Growing up, my parents and grandparents made clear their goal for me in life was to be happy. I hear my wife’s parents say the same thing to my wife–“I just want you to be happy.” As a parent, I look to my children and find myself hoping for their happiness. Since it does seem to be that important, it doesn’t surprise me that when I walk through a bookstore’s self-help isle (which I often do), I see many titles on attaining happiness. I don’t know if it is just Americans who want to be happy but we sure do want to be happy. I often wonder if the dialogue relates to a human struggle with happiness.
A few weeks ago, I preached a sermon on the meaning of life–articulating very clearly that I do not know the meaning of life. In closing, I articulated my belief that asking the question is more important than getting an answer. As I consider meaning with happiness I wonder if you, as readers and human beings, think much about happiness like I do. For me, meaning and happiness cross paths. These few paragraphs are simply my reflections on happiness, and as reflections they may not resolve much, but it is part of my belief that we should always think on and ask the questions, whether we ever find the answers.
Happiness is a feeling, at least that is how we often handle it. When I worked with people who have a hard time articulating their feelings I ask for a simple response to external stimuli; are you sad, glad, mad, or scared? This simple question offers the beginning of a path toward self-awareness. I often find it easier to list the negative ones than the positive. I wonder if that is because I spend more time fixated on the negative.
I struggled growing up (and into adulthood) with negative emotions. Maybe not with the emotions themselves but with a very obsessive focus on them. I had grown up with various physical limitations that made me keenly aware of when I was getting too excited. In general, excited led to nervousness, then anxiety, then fear, which led to physical pain. I grew up with (simply stated) “a nervous stomach” that was later fixed with surgery. And though the physical issue was fixed the emotional one stayed behind.
As I approached adulthood, I noticed that I was never really happy. That doesn’t mean I never felt joy or excitement, but that the positive emotions never sunk in deeply. Over time, I actually had to learn how to let the positive happen–happiness was fleeting while anxiety and sorrow was lasting. Happiness only led to disappointment, thus happiness became something to fear. However, when I started seminary, I began to learn spiritual principles that changed my understanding.
I was a reactive child (and am often a reactive adult). I believed it was external pressures that caused negative feelings. My feelings were caused by people and situations. There was nothing I could do to change them. I was enslaved to them. If I could only change the outside, I’d fix the pressures. If only I could find the right friends, faith, or woman, I wouldn’t have to fear sadness anymore. I wouldn’t have to fear sorrow and that would fix my anxiety. If only I could create the world in the image I wanted then I could find happiness.

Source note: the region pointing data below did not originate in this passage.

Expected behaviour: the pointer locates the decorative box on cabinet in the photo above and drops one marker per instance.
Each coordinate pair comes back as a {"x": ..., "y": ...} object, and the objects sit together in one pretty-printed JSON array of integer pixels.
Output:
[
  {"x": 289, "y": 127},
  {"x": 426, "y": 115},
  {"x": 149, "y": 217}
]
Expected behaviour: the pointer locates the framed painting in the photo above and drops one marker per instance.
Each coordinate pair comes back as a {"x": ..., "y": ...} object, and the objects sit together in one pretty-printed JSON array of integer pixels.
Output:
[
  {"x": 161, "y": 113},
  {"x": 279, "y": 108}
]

Over time, I learned that happiness did not come from degrees, jobs, friends, faith, or even a wife. These things could not cause happiness to grow within me, because happiness didn’t come from without, but from within me. The fear of sorrow was always stalking me. Therefore, if I could equate joy with happiness, I had to think of joy and wonder. I knew joy. I had felt it many times. I loved the feeling of joy and I craved it. When joy would come, I would hold on to it, grasp it with tight fists and never let go. However, what I noticed was that the joy was gone when I opened my hand. All that was left was a feeling of loss.
Over many years, through different perspectives, something more has seemed to emerge. This truth has risen through the waters of chaos like a small peak. Joy is an emotion and maybe it is fleeting; but then isn’t sorrow also an emotion, thus also fleeting? What if all emotions are fleeting, what if they all evaporate into the spiritual atmosphere around us once they are finished? What if in one day I can feel joy, sorrow, love, fear, hope, and anger? How do I categorize that day happy or sad?
Over the years I have learned I cannot always control those emotions, but maybe I can control how I respond to them. When I felt joy and grasped hold of it, I couldn’t keep it–I lost it; but when I left my hands open, I let it evaporate into the atmosphere. Maybe a simpler way to put it is, “I let it go.” When I felt sorrow, I kept my hands open and let it go. When I felt love, I kept my hands open and let it go. Then, and only then, could I truly experience life and really know joy.
A fact of life is that there will always be bad. The problem is that when we take away bad, we have to take away the good, and, over time, we decide, however unintentionally, that it is just easier to sacrifice the good so we can avoid the bad. But maybe happiness comes when we realize the good and bad flow through us. Our hearts are permeable. Our feelings come and go as they will, but the minute we try to hold them too tightly we lose them, especially the good ones. What if the secret to happiness is being willing to let good and bad feelings run their course–fully experiencing all of life–not just the parts we want to?